Fig. 5: Late silencing of V1 selectively impairs task performance of sessions with slow reaction time.

From: Multisensory task demands temporally extend the causal requirement for visual cortex in perception

Fig. 5

a Cre-dependent ChR2 expression in bilateral V1 of PvCre mice allowed robust silencing by locally enhancing PV-mediated inhibition. A1 = auditory cortex, S1 = primary somatosensory cortex. b Dorsal view of flattened cortical hemispheres sectioned approximately through layer 4 showing localized viral expression in bilateral V1. (Repeated with similar results for all 28 mice) c High-pass filtered trace from an example V1 recording site showing robust silencing of multi-unit spiking activity during bouts of 1-s photostimulation (blue bars). d Baseline-normalized firing rate averaged over V1 neurons from UST and MST mice. Control trials are visual hits. Mean ± SEM. e Behavioral response rates for control, early, and late silencing trials follow plotting conventions of Fig. 1c–e. f Same as e, but for MST mice. Both early and late silencing affected visual change detection rates.

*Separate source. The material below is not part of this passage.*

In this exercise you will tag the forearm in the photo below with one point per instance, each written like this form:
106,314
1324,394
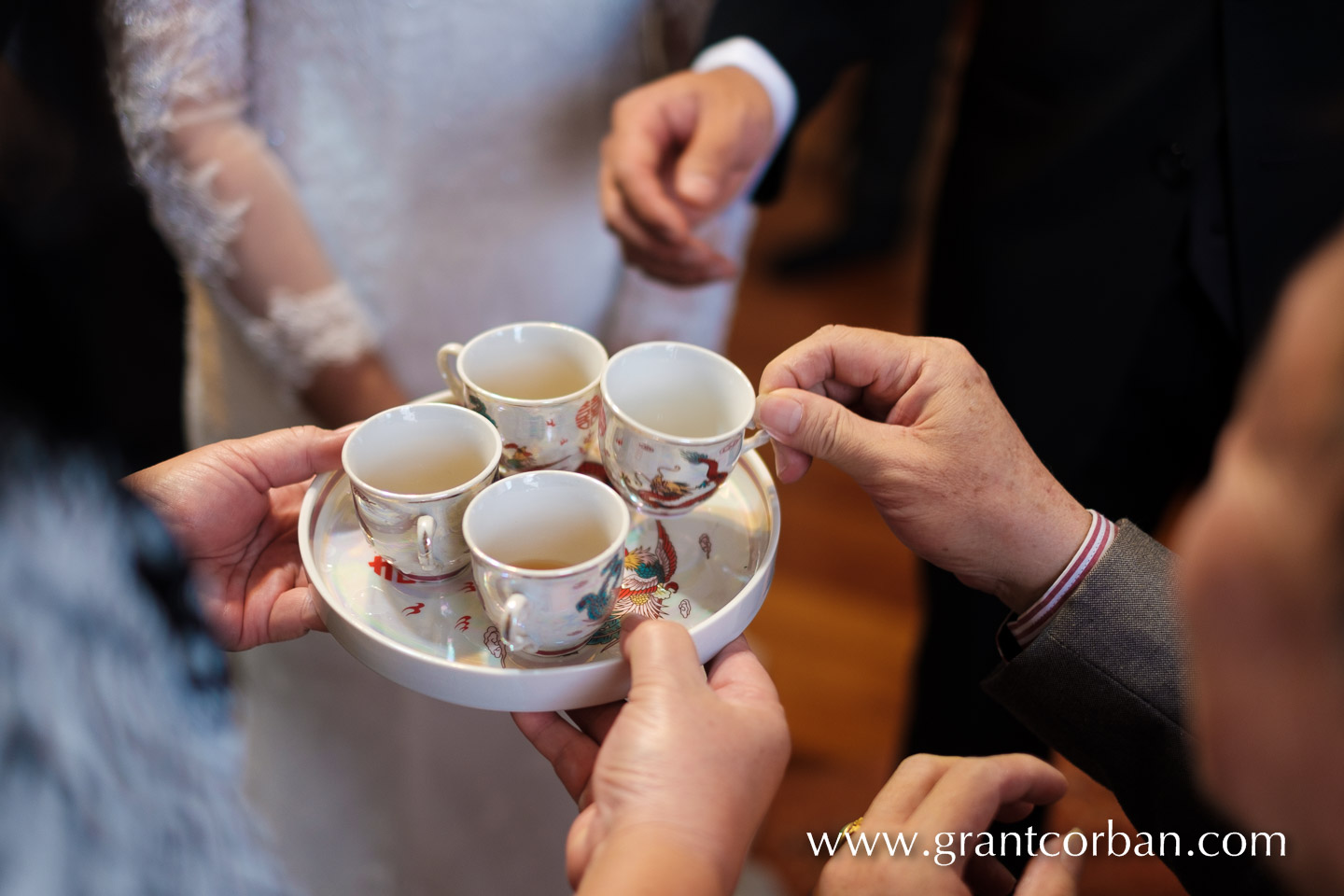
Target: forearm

For the increase in FA see Methods. g Early silencing affected visual discrimination performance (d-prime) for both saliencies across UST and MST cohorts. (ANOVA, UST n = 18, MST n = 34 sessions, UST Thr, F(1,32) = 16.71, p = 0.0032; UST Max, F(1,32) = 14.80, p = 0.0064; MST Thr, F(1,59) = 35.32, p = 2 × 10−6; MST Max, F(1,58) = 32.56, p = 5 × 10−6, each corrected for four multiple comparisons (Bonferroni-Holm)) h Effect of late silencing depended on task type: late silencing only reduced d-prime in MST (same n as g, ANOVA, Thr, F(1,54) = 13.90, p = 0.00553, Max, F(1,53) = 13.48, p = 0.0067), but not UST mice (Thr, F(1,32) = 0.29, p = 1, Max, F(1,30) = 1.19, p = 0.85). For both g and h, *p < 0.05, **p < 0.01,***p < 0.001, errorbars denote inter-quartile range. i The effect of early silencing (quantified as the reduction in d-prime) was not significantly correlated with the median reaction time in control trials from the same session (ANOVA, n = 40 conditions, F(1,33) = 1.71, r = 0.048, p = 0.865). j Same as i but for late silencing. The effect of late silencing was significantly correlated with the reaction time (n = 45, F(1,15) = 10.04, r = 0.423, p = 0.03).